Iniciei então o meu percurso com a observação de sessões de psicoterapia de apoio, conduzidas pela minha orientadora. Foi nessa altura que compreendi a importância de tudo o que lera anteriormente. Agora sim, tudo fazia sentido e percebi que era importante a prática não cair no vazio. Uma prática previamente preparada tem mais significado. Consegui entender as palavras e identificar as técnicas utilizadas. Mas não teria sido capaz de as reproduzir com a mesma qualidade. Tive vontade de voltar aos livros e reler muitas das coisas que durante o curso não me pareceram pertinentes – não lhes entendia o sentido. Esse sentido só parece vir com a operacionalização e é por isso que penso que teria aprendido muito mais, e com maior prazer, se ao longo do curso a teoria tivesse sido conjugada com mais momentos de prática. Assim como ocorreu nos adultos não escolarizados, na investigação conduzida por Cavaco (2008),

“[o]s saberes foram adquiridos tendo por referência a sua utilidade, ou seja, quando eram percepcionados como necessários para ultrapassar desafios e exigências. Nestes casos os indivíduos empenham-se e ocorrem processos de aprendizagem. (…) em última análise, é sempre a pessoa que avalia a pertinência e oportunidade de aprendizagem e decide se acciona ou não os mecanismos necessários para a aquisição de saberes” (p.112-113).

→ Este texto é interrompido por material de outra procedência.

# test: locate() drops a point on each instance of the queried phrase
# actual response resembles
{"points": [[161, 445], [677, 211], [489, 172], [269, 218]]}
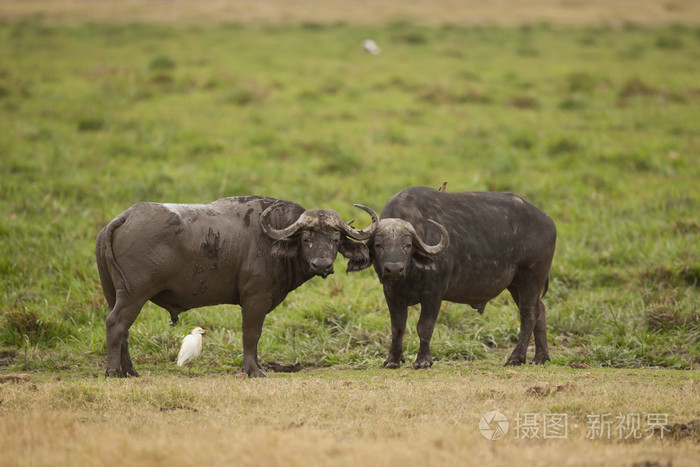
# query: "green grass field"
{"points": [[597, 126]]}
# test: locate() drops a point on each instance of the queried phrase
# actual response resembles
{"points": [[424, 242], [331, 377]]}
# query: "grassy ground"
{"points": [[595, 125], [378, 12]]}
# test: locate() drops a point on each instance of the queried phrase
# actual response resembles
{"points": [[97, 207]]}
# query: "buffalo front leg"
{"points": [[426, 324], [254, 312], [398, 313], [541, 348]]}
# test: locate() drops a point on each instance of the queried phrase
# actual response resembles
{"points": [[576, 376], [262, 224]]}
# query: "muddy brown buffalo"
{"points": [[248, 250]]}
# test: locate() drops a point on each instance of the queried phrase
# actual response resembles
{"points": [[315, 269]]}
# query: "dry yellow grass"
{"points": [[465, 12], [337, 417]]}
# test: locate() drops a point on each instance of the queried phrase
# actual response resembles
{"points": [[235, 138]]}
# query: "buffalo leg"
{"points": [[117, 327], [541, 349], [526, 299], [426, 324], [398, 313], [127, 367], [253, 318]]}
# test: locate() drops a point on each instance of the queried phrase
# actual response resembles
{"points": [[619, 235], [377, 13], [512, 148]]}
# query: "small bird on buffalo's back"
{"points": [[191, 346], [371, 47]]}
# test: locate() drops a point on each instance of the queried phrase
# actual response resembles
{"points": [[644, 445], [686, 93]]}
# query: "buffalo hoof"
{"points": [[515, 360], [131, 373], [111, 373], [540, 359], [422, 364], [391, 365], [255, 372]]}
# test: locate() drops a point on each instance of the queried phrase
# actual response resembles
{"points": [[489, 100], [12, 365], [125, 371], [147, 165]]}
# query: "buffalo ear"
{"points": [[285, 249], [357, 253], [423, 261]]}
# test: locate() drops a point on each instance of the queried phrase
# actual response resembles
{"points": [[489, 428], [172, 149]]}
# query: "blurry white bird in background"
{"points": [[371, 47], [191, 346]]}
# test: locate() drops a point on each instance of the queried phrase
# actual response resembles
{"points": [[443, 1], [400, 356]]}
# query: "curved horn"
{"points": [[434, 249], [280, 234], [357, 234]]}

Terminada a licenciatura, fui confrontada com dois problemas: a realidade do desemprego e o fim de um longo percurso como estudante. Nessa altura encontrei uma solução temporária para a minha angústia. Inscrevi-me num curso de Formação Pedagógica Inicial de Formadores. Assim, seria possível continuar a sentir-me uma estudante e simultaneamente estaria a melhorar as minhas hipóteses de entrar para o

mercado de trabalho. Percebi que era ainda difícil para mim assumir a responsabilidade do trabalho e toda a autonomia que isso implicaria.

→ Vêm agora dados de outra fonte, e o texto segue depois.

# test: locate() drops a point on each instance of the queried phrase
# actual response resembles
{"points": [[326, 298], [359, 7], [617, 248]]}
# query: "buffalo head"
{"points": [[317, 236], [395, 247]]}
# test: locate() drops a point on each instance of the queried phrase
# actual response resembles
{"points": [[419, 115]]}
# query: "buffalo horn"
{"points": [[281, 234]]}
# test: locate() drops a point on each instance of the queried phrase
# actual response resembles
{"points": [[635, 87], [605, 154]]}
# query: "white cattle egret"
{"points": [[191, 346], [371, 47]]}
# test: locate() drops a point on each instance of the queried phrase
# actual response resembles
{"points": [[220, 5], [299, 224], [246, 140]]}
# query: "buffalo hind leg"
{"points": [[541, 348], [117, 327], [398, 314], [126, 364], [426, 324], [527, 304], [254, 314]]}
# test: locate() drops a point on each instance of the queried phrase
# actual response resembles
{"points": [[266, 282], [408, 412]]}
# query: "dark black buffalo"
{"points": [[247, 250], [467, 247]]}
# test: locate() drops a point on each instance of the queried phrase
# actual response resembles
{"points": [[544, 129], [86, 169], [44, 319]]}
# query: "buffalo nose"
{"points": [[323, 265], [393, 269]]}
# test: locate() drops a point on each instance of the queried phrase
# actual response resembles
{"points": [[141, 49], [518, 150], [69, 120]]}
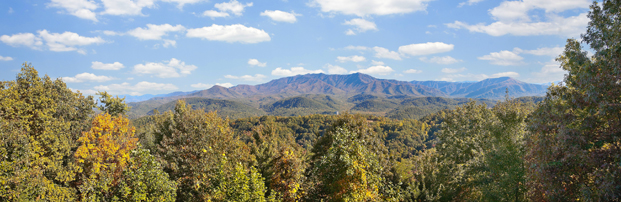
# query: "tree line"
{"points": [[58, 145]]}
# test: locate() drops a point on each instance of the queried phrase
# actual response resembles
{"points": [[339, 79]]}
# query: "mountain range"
{"points": [[322, 93]]}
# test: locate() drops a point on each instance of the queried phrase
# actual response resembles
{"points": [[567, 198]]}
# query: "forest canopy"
{"points": [[59, 145]]}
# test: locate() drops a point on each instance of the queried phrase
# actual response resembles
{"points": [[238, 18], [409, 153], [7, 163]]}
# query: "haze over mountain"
{"points": [[358, 83]]}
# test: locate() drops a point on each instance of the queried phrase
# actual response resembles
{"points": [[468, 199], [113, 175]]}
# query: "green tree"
{"points": [[342, 167], [480, 152], [42, 120], [573, 152], [144, 180], [190, 146]]}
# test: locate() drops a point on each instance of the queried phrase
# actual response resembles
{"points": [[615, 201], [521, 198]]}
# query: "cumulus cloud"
{"points": [[334, 69], [181, 3], [370, 7], [425, 48], [512, 17], [230, 33], [413, 71], [138, 89], [107, 66], [174, 68], [379, 70], [385, 53], [154, 32], [22, 39], [294, 71], [446, 60], [67, 41], [360, 25], [354, 58], [452, 71], [256, 77], [504, 58], [550, 72], [281, 16], [255, 62], [126, 7], [86, 77], [360, 48], [5, 58], [79, 8], [545, 51], [469, 2], [375, 63], [225, 8]]}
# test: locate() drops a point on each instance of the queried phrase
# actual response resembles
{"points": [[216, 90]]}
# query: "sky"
{"points": [[136, 47]]}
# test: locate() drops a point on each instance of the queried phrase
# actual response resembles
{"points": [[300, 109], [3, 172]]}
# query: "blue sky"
{"points": [[159, 46]]}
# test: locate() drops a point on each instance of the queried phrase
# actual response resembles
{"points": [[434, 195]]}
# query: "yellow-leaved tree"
{"points": [[103, 155]]}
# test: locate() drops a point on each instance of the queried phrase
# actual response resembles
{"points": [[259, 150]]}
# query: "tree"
{"points": [[190, 144], [144, 180], [103, 156], [480, 152], [42, 120], [342, 167], [573, 152]]}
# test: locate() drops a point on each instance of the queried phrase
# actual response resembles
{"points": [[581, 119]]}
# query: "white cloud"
{"points": [[425, 48], [385, 53], [230, 33], [232, 6], [413, 71], [22, 39], [469, 2], [3, 58], [370, 7], [379, 70], [294, 71], [354, 58], [140, 88], [376, 63], [361, 25], [168, 43], [181, 3], [512, 17], [174, 68], [154, 32], [84, 77], [505, 74], [553, 52], [215, 14], [107, 66], [360, 48], [255, 62], [79, 8], [281, 16], [113, 33], [504, 58], [452, 71], [126, 7], [335, 69], [201, 85], [256, 77], [67, 41], [550, 72], [446, 60]]}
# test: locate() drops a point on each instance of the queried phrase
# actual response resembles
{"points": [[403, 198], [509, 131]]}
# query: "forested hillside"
{"points": [[58, 145]]}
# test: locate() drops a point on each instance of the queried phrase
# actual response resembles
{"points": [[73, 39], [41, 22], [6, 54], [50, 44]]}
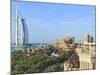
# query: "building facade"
{"points": [[21, 32]]}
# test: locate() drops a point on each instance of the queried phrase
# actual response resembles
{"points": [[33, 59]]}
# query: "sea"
{"points": [[34, 45]]}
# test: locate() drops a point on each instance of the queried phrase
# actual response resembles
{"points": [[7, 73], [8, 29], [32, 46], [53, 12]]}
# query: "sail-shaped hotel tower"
{"points": [[21, 32]]}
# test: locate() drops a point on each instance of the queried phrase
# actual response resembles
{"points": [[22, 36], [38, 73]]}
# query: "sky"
{"points": [[48, 22]]}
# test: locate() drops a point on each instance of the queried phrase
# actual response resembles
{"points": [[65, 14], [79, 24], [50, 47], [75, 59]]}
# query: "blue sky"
{"points": [[48, 22]]}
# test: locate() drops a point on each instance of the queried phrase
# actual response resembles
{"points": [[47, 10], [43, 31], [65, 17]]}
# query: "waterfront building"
{"points": [[21, 32], [65, 44]]}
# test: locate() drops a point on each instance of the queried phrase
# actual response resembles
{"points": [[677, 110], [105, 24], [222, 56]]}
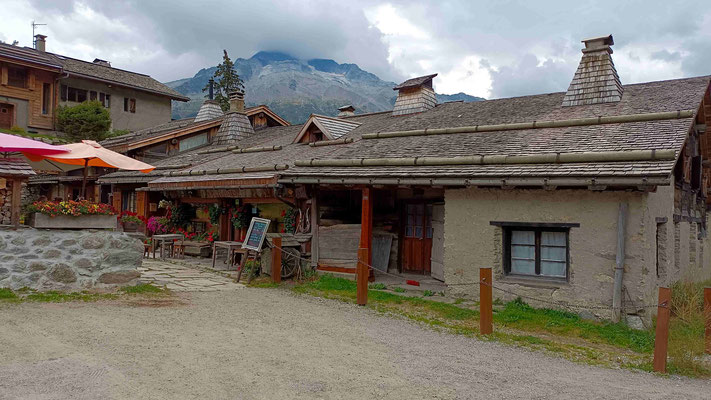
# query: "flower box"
{"points": [[43, 221]]}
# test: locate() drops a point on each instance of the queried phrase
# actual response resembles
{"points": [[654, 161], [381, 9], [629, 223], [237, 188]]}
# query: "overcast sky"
{"points": [[485, 48]]}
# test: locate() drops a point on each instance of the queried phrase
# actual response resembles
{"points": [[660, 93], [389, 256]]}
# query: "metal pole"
{"points": [[619, 264]]}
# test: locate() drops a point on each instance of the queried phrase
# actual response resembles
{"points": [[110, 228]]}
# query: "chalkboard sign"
{"points": [[255, 234]]}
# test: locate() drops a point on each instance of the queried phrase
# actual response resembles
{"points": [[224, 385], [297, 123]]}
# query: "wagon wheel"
{"points": [[289, 262]]}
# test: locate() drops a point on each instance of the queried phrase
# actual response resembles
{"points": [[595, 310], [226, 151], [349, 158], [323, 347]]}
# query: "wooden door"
{"points": [[417, 240], [438, 241], [6, 115]]}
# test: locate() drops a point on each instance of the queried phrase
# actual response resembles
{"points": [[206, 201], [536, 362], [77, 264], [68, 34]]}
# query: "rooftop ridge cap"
{"points": [[599, 120]]}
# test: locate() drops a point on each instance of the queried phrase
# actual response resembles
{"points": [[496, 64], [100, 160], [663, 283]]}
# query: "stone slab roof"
{"points": [[14, 168], [664, 96]]}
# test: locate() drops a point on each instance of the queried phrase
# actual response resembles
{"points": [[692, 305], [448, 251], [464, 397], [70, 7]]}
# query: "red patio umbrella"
{"points": [[91, 154]]}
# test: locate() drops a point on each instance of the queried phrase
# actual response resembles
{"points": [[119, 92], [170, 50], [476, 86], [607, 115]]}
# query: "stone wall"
{"points": [[67, 260], [472, 242]]}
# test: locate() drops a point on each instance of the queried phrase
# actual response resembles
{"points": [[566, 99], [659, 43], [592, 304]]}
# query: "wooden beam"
{"points": [[314, 229], [276, 260], [366, 221], [16, 200]]}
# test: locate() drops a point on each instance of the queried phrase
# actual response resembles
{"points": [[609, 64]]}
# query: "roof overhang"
{"points": [[266, 110], [543, 182]]}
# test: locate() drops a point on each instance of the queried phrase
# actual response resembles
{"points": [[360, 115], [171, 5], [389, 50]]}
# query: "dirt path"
{"points": [[270, 344]]}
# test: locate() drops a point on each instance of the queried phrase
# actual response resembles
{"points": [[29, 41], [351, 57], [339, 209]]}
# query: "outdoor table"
{"points": [[169, 237], [232, 247]]}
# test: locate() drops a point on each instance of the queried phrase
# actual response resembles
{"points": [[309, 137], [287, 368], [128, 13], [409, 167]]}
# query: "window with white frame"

Por ter sido sempre uma pessoa tímida, nunca me imaginei no papel de formadora. Concluir esse curso era para mim um desafio muito grande. A intenção inicial era a de tornar o meu currículo, de recém-licenciada, um pouco mais competitivo. Na realidade, não ponderava vir a dar formação. Soube do curso através de uma amiga e, antes disso, não fazia ideia de que para se dar formação era exigido o agora tão famoso CAP (Certificado de Aptidão Profissional). Pensei que apenas fosse necessário ser-se especialista numa determinada área e que, dessa forma, poderíamos candidatar-nos para dar formação ou ensinar. O curso era pago e a um preço considerável na altura - efeitos da mercantilização da formação.

Nesta fase da minha vida é notória já a interiorização do discurso dominante da perspectiva da Aprendizagem ao Longo da Vida e do Modelo Económico Produtivo, que lhe está subjacente, centrado na responsabilidade individual e na necessidade do indivíduo assumir um percurso de formação contínua para garantir o seu lugar no mercado de trabalho (Cavaco, 2008, p. 80). Sem o saber, também eu correspondi, tal como referido por Fernández (2006), ao chamado efeito Mateus, que remete para a realidade de que “o que mais sabe, quanto mais sabe, mais deseja saber, mais procura saber e mais se lhe concebe saber” (p.72). Mais adiante no meu percurso profissional, foi possível contactar com a realidade oposta da população pouco escolarizada e do seu fraco acesso a processos formativos.

No primeiro dia de formação, fiquei com a certeza de que iria desistir. Soube que o curso começava e terminava com a simulação de uma pequena sessão de formação, na qual cada formando assumiria o papel de formador. Apesar da ansiedade e de toda a insegurança que senti, acabei por me preparar em casa sobre um tema à minha escolha.